Я оглядел квартиру, думая, какие реальные приметы мог бы вставить в эти письма, если бы не отказался от них. Письма Китса, к примеру, я люблю, помимо прочего, за то, что он всегда сообщает адресату, в каком положении пишет и что делается в комнате: «Камин потрескивает все реже – а я сижу спиной к нему, одна нога на передвижном коврике, носок немного отведен в сторону, другая на большом ковре, пятка чуть-чуть приподнята». Но из того, что воздействовало сейчас на мои органы чувств (на мансардном окошке – капли дождя, под окном у выключенного кондиционера воркует голубь, откуда-то снизу идет запах кинзы, на подоконнике бледно-желтым цветом цветет кактус, рядом с моим стаканом воды – сердечный препарат), я не мог выбрать ничего, о чем в состоянии был бы написать Бронк, сидя в своем большом доме в Хадсон-Фолс.

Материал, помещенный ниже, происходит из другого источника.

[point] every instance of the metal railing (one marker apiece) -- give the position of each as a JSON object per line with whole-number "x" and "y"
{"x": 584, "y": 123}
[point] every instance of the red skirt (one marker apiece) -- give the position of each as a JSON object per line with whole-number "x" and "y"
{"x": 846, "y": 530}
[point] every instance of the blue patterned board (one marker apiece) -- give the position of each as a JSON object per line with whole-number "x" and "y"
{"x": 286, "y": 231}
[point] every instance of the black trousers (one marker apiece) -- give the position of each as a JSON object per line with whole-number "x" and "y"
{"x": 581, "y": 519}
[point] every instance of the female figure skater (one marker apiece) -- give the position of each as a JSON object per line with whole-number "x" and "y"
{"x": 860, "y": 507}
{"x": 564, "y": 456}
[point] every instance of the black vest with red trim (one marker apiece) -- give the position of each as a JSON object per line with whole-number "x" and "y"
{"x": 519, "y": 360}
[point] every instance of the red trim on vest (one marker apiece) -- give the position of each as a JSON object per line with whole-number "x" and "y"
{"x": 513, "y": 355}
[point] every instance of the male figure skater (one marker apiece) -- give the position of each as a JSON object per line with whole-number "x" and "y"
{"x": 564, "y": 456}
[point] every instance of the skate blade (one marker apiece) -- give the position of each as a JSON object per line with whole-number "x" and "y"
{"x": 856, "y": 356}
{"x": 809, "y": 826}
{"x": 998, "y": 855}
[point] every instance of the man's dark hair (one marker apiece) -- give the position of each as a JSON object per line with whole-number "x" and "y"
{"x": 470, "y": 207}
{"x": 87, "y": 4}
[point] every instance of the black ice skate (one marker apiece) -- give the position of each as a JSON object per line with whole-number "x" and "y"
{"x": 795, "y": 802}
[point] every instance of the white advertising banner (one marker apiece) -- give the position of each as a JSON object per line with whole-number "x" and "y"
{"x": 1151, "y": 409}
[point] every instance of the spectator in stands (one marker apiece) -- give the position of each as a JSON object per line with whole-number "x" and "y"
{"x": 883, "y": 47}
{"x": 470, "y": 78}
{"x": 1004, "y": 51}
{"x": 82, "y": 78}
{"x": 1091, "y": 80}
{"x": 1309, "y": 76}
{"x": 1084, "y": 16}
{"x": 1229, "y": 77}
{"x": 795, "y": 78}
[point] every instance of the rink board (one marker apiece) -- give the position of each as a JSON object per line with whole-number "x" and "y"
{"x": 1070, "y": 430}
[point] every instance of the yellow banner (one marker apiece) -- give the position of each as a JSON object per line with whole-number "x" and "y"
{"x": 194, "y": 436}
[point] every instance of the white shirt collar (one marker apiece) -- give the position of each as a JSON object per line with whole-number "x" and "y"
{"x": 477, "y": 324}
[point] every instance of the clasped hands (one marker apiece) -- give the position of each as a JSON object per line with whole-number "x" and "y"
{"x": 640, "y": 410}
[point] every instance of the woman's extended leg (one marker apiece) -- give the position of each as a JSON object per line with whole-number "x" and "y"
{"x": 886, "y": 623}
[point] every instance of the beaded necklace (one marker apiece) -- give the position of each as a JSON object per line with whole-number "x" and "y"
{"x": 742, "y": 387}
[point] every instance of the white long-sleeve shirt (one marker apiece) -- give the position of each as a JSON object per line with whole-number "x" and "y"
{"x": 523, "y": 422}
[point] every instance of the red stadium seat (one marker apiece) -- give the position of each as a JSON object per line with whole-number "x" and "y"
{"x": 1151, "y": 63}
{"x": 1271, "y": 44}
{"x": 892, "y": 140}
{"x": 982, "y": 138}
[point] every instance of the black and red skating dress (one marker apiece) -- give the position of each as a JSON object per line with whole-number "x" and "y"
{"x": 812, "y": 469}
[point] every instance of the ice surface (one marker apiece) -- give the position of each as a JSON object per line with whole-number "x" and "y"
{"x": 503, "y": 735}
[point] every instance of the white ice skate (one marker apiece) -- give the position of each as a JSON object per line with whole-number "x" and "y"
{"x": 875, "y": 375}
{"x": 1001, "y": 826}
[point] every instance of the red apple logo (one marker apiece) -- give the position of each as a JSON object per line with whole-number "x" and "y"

Я затемнил абзац на экране и удалил его. Уничтожение сфабрикованной корреспонденции странным образом заставляло ее выглядеть подлинной: ведь авторов, которые сжигали свои письма, великое множество. Решив не писать романа о том, как я сотворил себе фальшивый архив, я почувствовал себя так, словно архив у меня и правда был и я теперь защищаю свое прошлое от обнародования. В отдельном экранном окне шел канал Аль-Джазира: «Принимая во внимание плачевное состояние институтов, – сказал кто-то, – можно предполагать, что реальный переход займет годы». Сирены на отдалении. Я легонько застучал, а потом забарабанил по другому окну, настоящему, чтобы прогнать птицу (мне всегда казалось, что я имею дело с одним и тем же крупным существом из отряда воробьинообразных, где бы в городе встреча ни произошла), но она только почистила перышки и немного переместилась. (Я только что набрал слово «голубь» в Google, и выяснилось, что они не из воробьинообразных, а составляют, наряду с горлицами, особый отряд голубеобразных.) «Переходим к последним новостям о погоде в районе Карибского моря». Через некоторое время я отправился в кампус, чтобы встретиться с аспирантом.
К Нью-Йорку приближался необычайно обширный циклон с теплой центральной частью; пока что он был в нескольких днях пути, у побережья Никарагуа. Вскоре мэр поделит город на зоны, распорядится об обязательной эвакуации жителей из самых низкорасположенных и полностью закроет метро. Второй раз за год погода сулила то, что бывает раз в поколение. Снаружи по-прежнему было всего-навсего тепло не по сезону, но воздух был наэлектризован чем-то неминуемым и рукотворным. «Ну вот опять», – улыбаясь, сказал мне сосед, когда мы встретились на улице; он только тогда, похоже, готов отреагировать на мое присутствие, когда нашему миру грозит уничтожение.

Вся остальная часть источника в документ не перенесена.